Given that many virulence genes are coded in extrachromosomal elements, the same approach was followed for well-characterized bacterial plasmids of enteric bacteria. Despite the promiscuous nature of many extrachromosomal replicons, most plasmids genes from pathogenic strains of E. coli showed an intense coverage (Figure 2), showing that these are frequent among natural populations of commensal enteric bacteria. However, clear islands were also identified. Examination of gene content in plasmids' MIs indicated that virulence genes were again absent from the recruitments (Table S2), whereas genes involved in replication, conjugation and other basic plasmid functions were well represented in the gut metagenome. Thus, metagenomic recruitments can prove useful to detect virulence plasmids and to determine which regions from an uncharacterized plasmid may be involved in pathogenicity.

Figure 2. Detecting virulence plasmids by metagenomics.

Protein recruitment plots obtained by comparing the healthy gut metagenome against plasmids of pathogenic Shigella flexneri and E. coli strains. The islands identify known virulence genes whereas genes involved in plasmid housekeeping functions display high recruitment (see Table S2).

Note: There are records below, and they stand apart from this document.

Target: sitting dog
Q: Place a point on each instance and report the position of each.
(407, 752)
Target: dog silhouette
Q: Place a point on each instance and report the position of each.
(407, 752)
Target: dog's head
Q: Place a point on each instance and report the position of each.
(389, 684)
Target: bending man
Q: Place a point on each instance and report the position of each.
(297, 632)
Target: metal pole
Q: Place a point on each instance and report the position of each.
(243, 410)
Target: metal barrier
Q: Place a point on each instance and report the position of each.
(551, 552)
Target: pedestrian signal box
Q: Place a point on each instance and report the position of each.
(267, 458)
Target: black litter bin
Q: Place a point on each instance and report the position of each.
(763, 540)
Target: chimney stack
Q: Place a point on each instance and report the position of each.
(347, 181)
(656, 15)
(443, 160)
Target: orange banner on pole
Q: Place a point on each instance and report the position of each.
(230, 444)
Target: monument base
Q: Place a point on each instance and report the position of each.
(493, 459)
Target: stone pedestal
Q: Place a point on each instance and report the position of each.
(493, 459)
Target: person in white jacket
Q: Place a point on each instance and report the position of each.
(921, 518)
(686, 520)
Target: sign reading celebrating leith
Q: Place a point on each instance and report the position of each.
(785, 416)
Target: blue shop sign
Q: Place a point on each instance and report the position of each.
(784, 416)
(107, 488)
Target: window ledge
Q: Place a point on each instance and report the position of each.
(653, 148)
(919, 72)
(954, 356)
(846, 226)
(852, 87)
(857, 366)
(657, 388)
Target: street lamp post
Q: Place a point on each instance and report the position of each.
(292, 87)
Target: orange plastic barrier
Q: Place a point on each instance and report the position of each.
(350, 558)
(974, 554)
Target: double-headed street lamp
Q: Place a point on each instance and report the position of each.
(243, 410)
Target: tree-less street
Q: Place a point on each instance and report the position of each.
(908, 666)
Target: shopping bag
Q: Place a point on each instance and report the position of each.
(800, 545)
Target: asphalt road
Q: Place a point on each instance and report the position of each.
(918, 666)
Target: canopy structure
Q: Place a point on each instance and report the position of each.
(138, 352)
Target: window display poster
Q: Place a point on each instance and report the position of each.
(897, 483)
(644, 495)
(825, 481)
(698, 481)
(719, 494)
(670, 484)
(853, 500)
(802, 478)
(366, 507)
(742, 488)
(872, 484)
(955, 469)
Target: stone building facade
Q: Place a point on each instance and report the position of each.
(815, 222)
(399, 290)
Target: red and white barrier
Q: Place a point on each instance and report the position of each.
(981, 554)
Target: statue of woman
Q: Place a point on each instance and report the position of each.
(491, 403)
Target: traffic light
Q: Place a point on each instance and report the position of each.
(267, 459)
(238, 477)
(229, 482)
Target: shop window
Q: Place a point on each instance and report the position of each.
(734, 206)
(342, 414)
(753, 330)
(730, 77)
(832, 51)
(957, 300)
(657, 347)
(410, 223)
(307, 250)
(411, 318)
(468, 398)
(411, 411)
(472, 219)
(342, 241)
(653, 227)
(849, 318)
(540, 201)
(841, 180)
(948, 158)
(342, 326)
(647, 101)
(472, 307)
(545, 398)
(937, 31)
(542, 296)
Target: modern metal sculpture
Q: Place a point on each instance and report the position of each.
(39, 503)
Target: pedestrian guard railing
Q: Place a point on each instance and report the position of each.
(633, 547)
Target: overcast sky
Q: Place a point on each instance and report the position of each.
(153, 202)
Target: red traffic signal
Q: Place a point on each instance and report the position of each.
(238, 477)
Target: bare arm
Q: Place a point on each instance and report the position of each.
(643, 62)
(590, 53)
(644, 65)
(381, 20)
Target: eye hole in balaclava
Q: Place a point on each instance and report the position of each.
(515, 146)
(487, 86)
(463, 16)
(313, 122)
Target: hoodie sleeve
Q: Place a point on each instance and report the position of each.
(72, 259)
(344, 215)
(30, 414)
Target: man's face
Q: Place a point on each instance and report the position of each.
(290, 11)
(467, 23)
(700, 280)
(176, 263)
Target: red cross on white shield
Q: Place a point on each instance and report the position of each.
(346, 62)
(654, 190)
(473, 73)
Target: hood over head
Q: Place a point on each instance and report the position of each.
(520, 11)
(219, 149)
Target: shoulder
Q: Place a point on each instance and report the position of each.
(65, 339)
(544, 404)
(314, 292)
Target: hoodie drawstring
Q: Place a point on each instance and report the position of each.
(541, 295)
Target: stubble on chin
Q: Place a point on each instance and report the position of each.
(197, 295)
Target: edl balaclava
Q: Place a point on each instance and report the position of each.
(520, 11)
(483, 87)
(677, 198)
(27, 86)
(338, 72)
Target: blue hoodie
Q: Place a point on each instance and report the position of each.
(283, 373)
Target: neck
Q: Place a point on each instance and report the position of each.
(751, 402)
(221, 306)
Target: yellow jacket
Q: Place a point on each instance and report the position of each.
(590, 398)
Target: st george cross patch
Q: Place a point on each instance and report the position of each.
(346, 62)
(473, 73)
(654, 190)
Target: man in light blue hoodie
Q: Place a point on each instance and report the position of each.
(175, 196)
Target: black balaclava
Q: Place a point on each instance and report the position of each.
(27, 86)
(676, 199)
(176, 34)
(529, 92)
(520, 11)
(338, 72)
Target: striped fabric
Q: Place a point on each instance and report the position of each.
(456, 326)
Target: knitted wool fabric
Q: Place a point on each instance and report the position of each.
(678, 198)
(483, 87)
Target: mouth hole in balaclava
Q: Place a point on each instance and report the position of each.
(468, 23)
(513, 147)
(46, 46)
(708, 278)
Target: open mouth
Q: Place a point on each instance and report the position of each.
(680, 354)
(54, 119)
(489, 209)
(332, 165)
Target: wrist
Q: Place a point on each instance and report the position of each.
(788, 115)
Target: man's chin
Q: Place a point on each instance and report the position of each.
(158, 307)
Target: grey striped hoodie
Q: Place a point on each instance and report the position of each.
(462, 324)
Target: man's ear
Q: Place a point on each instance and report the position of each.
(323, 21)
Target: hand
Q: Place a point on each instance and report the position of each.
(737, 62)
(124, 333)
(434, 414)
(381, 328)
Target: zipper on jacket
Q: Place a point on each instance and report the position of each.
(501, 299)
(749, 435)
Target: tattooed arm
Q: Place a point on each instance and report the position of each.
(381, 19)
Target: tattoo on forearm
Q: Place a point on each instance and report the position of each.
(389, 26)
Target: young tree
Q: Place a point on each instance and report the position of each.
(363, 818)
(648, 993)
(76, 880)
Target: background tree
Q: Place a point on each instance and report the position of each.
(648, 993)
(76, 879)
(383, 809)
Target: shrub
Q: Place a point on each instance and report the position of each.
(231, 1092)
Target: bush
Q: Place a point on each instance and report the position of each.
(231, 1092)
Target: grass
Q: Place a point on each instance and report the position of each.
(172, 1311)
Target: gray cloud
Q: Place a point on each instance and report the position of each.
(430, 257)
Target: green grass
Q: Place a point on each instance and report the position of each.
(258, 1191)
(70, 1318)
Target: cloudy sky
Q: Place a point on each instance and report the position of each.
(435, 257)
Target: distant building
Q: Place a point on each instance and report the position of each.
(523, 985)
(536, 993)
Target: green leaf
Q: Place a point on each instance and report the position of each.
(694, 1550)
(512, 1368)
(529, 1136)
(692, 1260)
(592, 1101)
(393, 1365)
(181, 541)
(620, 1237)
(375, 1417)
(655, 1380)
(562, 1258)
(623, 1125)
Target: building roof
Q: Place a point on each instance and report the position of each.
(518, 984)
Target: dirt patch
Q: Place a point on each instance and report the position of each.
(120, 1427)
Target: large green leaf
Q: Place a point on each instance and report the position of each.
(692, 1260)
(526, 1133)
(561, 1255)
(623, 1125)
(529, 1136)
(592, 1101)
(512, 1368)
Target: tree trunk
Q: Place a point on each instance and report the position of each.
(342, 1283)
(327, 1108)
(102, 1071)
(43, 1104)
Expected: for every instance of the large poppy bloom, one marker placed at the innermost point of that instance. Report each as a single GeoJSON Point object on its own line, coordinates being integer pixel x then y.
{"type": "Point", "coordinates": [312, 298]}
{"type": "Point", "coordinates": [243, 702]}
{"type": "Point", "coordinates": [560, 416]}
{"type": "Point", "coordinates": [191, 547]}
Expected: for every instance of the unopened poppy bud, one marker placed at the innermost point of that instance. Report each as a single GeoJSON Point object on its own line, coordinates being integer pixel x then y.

Detection of new virulence genes in Streptococci

We have applied the proposed method in two streptococcal species which vary in their degree of study and pathogenicity. S. sanguinis is a normal, commensal inhabitant of the human mouth but after surgeries it can enter the bloodstream and cause endocarditis. When doing recruitment plots of its genome against the oral metagenome of healthy individuals, several MIs were identified (Table S1). Two of them, containing ORFs coding for a platelet binding glycoprotein and adhesion proteins had already been described as virulence factors [10], showing that the method detects known virulence genes. In addition, an 8.9 Kb metagenomic island contains a hemolysin gene which could have a role in red-blood cell lysis and another 6 Kb island includes a gene with high similarity to a precursor of surface antigens (see Table S1). S. pneumoniae is a major human pathogen, and different strains are involved in many types of infection ranging from pneumonia to otitis media, meningitis, endocarditis or bacteremia. We have compared the genome of strain R6 against the healthy oral metagenome and have also found new genes potentially involved in virulence (Table S1). These include several lic genes, which have been shown to be involved in adherence and nasopharyngeal colonization in animal models [11], and an exoribonuclease from the VacB family, which has been shown to be involved in virulence in enteric bacteria [12]. Genes with significant homology to an immunoglobulin protease, a type IV prepilin peptidase and several cell wall anchor proteins were also within different islands. In several occasions, the islands were located at positions where no genes had been annotated (Table S1). BlastX searches within these regions, however indicated homology to several proteins, like ORFs with repetitive domains and significant homology to hydrolases, fatty acid metabolism proteins and LPXTG-motif cell wall anchor domains (position 556,709 in the R6 genome), suggesting that virulence factors could be present in these islands where functional genes could have passed unnoticed in annotation procedures. Thus, we propose the above genes as potentially involved in pathogenicity and suggest that similar analyses can be helpful in other human or animal pathogens.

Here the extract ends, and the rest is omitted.